Other members: Justices Ibrahim Muhammad (the Chief Justice of Nigeria and head of the panel), Sylvester Ngwuta, Olukayode Ariwoola, Amiru Sanusi, Amina Augie and Uwani Abba-Aji agreed with the lead judgment.

An expert’s view

A lawyer, Kenneth Ikonne, in an article entitled “The Imo gubernatorial judgment – a painful but legally correct verdict!” said the Supreme Court, based on the facts, was right in declaring Uzodinma the winner in law.

According to him, Ihedioha’s legal team made a “fatal” error.

He recalled that results from more than 350 polling units, signed by INEC presiding officers, which gave Uzodinma an unassailable lead, were rejected by ward collation officers, who had no power in law to cancel or reject them.

Ikonne said the law was settled that neither collation officers nor a returning officer has the power in law to exclude a polling unit result duly signed by the presiding officer; except the tribunal.

“The backbreaking and fatal error made by Ihedioha’s legal team was in not filing a cross-petition fiercely challenging the integrity of the suspect polling units results upon which Uzodinma was relying and praying the election tribunal to formally nullify the said results.

“Without a cross-petition, none of the grounds under section 138 (1) of the Electoral Act for questioning the elections conducted in those polling units in which Uzodinma ‘won’ could have been competently raised by Governor Ihedioha in his defence to Uzodinma’s petition.

“This was the ratio decidendi of the old Court of Appeal decision in IDRIS V. A.N.P.P.(2008)8 NWLR(PT.1088) Page 1.”

Citing several legal authorities, Ikonne said without a cross-petition praying for the nullification of those results, the law forbade Ihedioha as respondent from raising the issue of the alleged serial corrupt practices and irregularities marring the results, in a mere statement of defence.

“Ihedioha, being a respondent, could only have competently raised them via a cross-petition, being a new issue not nominated by Uzodinma, the petitioner.

“Tragically, Ihedioha’s legal team forgot to include the pivotal cross-petition.

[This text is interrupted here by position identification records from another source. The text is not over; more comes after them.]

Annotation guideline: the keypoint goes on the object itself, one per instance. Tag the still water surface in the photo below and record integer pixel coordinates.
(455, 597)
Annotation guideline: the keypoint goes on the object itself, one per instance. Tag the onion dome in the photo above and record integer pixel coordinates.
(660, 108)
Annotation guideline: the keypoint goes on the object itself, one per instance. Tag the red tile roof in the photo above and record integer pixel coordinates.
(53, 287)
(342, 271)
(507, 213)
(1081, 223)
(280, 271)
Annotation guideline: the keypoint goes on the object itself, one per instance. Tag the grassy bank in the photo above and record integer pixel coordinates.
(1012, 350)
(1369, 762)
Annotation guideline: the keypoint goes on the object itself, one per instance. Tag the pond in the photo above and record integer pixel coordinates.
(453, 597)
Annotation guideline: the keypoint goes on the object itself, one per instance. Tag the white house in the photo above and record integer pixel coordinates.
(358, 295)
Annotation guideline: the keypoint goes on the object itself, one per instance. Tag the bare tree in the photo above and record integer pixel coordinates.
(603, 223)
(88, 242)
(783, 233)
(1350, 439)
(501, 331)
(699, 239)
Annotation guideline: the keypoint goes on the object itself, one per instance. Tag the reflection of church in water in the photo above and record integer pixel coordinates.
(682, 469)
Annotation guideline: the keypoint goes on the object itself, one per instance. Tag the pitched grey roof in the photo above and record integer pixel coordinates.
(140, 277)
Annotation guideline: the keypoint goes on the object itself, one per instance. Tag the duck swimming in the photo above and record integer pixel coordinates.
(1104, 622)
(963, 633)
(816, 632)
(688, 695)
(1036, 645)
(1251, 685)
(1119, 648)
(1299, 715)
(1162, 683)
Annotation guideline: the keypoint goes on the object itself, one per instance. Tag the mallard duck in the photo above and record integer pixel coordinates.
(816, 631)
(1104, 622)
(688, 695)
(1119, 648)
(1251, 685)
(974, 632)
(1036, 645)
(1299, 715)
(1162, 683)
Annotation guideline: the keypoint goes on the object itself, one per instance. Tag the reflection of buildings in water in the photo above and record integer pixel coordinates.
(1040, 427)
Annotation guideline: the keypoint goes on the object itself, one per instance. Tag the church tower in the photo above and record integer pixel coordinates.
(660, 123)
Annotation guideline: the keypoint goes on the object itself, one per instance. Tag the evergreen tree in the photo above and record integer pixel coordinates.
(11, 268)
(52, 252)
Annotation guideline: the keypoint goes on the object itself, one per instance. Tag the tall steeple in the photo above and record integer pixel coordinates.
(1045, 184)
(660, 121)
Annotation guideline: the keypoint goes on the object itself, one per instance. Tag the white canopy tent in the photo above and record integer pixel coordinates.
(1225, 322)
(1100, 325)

“And in the absence of a cross-petition, the Supreme Court was right in law, painfully though it may seem, to rely on the presumption of regularity and correctness enshrined by both the Electoral Act and Evidence Act in favour of the said results, and to reckon with them and add them up to the final result, since Ihedioha’s legal team had woefully failed to effectively attack the results and rebut that presumption.

“For the Supreme Court, this was the legally correct conclusion to come to, having found that INEC had no power in law to exclude polling units results duly affirmed by the various polling units presiding officers!”